Edito de l'Eglise en Corrèze - Juin 2019

Alors que les catholiques venaient d’entrer dans la Semaine Sainte, un événement dramatique – l’incendie de la cathédrale Notre Dame de Paris – a secoué les parisiens et la France entière, mais aussi beaucoup de gens hors de nos frontières. De nombreux parisiens se sont spontanément rassemblés aux abords de la cathédrale, tandis que des millions de téléspectateurs assistaient, eux aussi, en direct, à ce terrible événement – les uns et les autres secoués par une intense émotion et un sentiment atroce en constatant que les valeureux pompiers ne parvenaient pas à circonscrire le sinistre. Nous gardons tous en mémoire ces longues heures où l’impensable était en train de se produire sous nos yeux, sans que personne ne puisse dire jusqu’où irait le drame, sans que l’on sache si l’issue serait ou non fatale pour l’ensemble de l’édifice. Nous n’oublierons pas non plus ces images où, en alternance avec celles de la cathédrale en feu, on voyait des groupes de jeunes en train de réciter avec ferveur et dans les larmes la prière du rosaire. Il y eut ensuite, dans les heures et les jours qui suivirent, l’immense élan de solidarité et de générosité pour permettre de reconstruire la cathédrale, comme si tout un chacun, selon ses moyens, voulait apporter « sa pierre » à l’édifice.

Avec le recul, on peut dire qu’à l’imprévu du sinistre (personne n’imaginait voir cela !) a succédé l’imprévisible de la réaction de la population face à ce drame. Dans une société de plus en plus sécularisée et laïcisée, qui aurait pu penser que l’incendie de la cathédrale de Paris allait produire une telle émotion et un tel élan de générosité ? On peut certes essayer d’expliquer cela par le grand attachement des gens à notre patrimoine, surtout lorsqu’il s’agit d’un tel monument qui s’identifie à l’histoire de Paris et de la France. Mais, il y a beaucoup plus que cela ! Notre Dame est bien davantage qu’un monument historique.

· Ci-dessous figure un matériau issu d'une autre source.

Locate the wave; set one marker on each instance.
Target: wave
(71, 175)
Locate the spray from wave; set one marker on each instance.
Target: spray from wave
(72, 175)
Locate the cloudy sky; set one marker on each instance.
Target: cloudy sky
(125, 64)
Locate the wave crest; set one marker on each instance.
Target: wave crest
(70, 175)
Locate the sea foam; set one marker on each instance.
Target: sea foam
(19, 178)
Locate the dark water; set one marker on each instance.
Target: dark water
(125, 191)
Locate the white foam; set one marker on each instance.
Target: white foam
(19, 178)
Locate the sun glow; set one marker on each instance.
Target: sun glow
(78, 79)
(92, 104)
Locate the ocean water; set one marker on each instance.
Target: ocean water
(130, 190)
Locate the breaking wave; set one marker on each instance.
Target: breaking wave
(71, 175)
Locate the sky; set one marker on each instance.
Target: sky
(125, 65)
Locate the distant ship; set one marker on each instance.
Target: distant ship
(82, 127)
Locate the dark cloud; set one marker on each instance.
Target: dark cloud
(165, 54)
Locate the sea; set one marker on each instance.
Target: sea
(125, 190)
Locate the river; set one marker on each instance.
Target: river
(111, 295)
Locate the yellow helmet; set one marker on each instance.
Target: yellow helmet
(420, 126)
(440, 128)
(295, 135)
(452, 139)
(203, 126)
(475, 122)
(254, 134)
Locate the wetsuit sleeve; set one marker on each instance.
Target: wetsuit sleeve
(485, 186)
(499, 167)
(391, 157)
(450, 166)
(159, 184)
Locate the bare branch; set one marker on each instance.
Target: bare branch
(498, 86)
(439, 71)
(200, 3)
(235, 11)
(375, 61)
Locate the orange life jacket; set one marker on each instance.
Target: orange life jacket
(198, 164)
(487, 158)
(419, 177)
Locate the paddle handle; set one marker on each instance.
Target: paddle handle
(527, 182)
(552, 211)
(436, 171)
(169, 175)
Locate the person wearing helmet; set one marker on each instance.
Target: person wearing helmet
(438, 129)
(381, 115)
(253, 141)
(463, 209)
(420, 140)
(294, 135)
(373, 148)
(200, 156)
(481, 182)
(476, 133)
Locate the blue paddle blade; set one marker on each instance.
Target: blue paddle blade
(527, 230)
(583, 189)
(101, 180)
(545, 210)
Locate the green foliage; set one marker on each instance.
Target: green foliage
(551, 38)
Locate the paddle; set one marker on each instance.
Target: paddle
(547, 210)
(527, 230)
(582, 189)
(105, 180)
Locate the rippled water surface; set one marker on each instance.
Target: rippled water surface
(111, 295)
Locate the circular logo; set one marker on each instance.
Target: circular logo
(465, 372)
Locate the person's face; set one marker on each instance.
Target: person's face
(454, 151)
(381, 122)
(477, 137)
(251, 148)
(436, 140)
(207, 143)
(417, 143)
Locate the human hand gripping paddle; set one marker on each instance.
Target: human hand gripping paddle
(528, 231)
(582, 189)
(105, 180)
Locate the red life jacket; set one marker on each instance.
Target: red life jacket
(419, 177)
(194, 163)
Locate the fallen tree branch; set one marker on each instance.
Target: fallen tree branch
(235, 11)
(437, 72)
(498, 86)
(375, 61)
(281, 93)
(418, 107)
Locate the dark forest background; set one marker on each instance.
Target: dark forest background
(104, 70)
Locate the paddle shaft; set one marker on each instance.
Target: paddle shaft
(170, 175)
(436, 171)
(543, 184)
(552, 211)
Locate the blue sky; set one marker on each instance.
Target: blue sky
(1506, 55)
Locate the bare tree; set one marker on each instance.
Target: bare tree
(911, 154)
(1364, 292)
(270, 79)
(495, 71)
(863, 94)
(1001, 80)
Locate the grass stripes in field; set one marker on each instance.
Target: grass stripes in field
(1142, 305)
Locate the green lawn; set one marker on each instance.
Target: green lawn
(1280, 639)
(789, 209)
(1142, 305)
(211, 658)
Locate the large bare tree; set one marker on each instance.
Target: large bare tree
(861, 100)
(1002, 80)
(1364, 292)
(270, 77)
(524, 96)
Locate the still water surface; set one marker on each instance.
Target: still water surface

Nos cathédrales, nos églises de pierre sont les témoins d’un héritage spirituel qui traverse les siècles et qui dit quelque chose de fort dans un monde devenu prisonnier des objets, un monde où on utilise des choses et, presque aussitôt, on les jette, un monde où tout semble relatif parce qu’éphémère. Nos cathédrales et nos églises disent quelque chose d’un absolu, d’un intemporel, d’un éternel. Non pas parce que ce sont des bâtiments qui manifestent architecturalement la solidité et la pérennité, mais, plus essentiellement, parce qu’elles sont le symbole d’une réalité qui transcende le temps. Nos cathédrales et nos églises, dont les clochers s’élèvent au-dessus des maisons d’habitation, tournent nos regards vers le haut, vers le Ciel ; elles traduisent en quelque sorte l’aspiration secrète de l’âme humaine vers un au-delà du temps et de l’espace. En fin de compte, nos cathédrales et nos églises nous parlent de Dieu.

Tandis que la voûte de la cathédrale Notre Dame menaçait de s’effondrer, un geste qui aurait pu passer inaperçu a été relayé par tous les media : le prêtre aumônier des pompiers de Paris est entré dans la cathédrale en feu, avec un groupe de pompiers, et s’est précipité vers le Tabernacle pour en extraire le Saint-Sacrement. Ce geste en dit plus que tous les commentaires sur le caractère sacré des églises : elles abritent la présence réelle du Christ dans le Saint-Sacrement de l’Autel. Mgr Aupetit, l’archevêque de Paris, l’a rappelé, prolongeant en quelque sorte le geste de cet aumônier par des paroles d’une grande profondeur : ce magnifique lieu a été bâti pour abriter le véritable trésor, un simple bout de pain qui, pour les chrétiens, est le corps du Christ.

Puisse le drame de l’incendie de Notre Dame de Paris et l’émotion qu’il a engendré nous rappeler à tous que nos églises ne sont pas n’importe quel bâtiment, mais la Maison de Dieu où l’on célèbre le Culte divin, où l’on adore le Seigneur présent dans le Saint-Sacrement de l’Autel, où l’on écoute la Parole de Dieu et où l’on se recueille dans le silence et la paix. Les églises sont ouvertes à tous (et pour cela leur porte doit être ouverte), mais elles ne doivent pas être détournées de ce pour quoi elles ont été bâties et qui est leur raison d’être.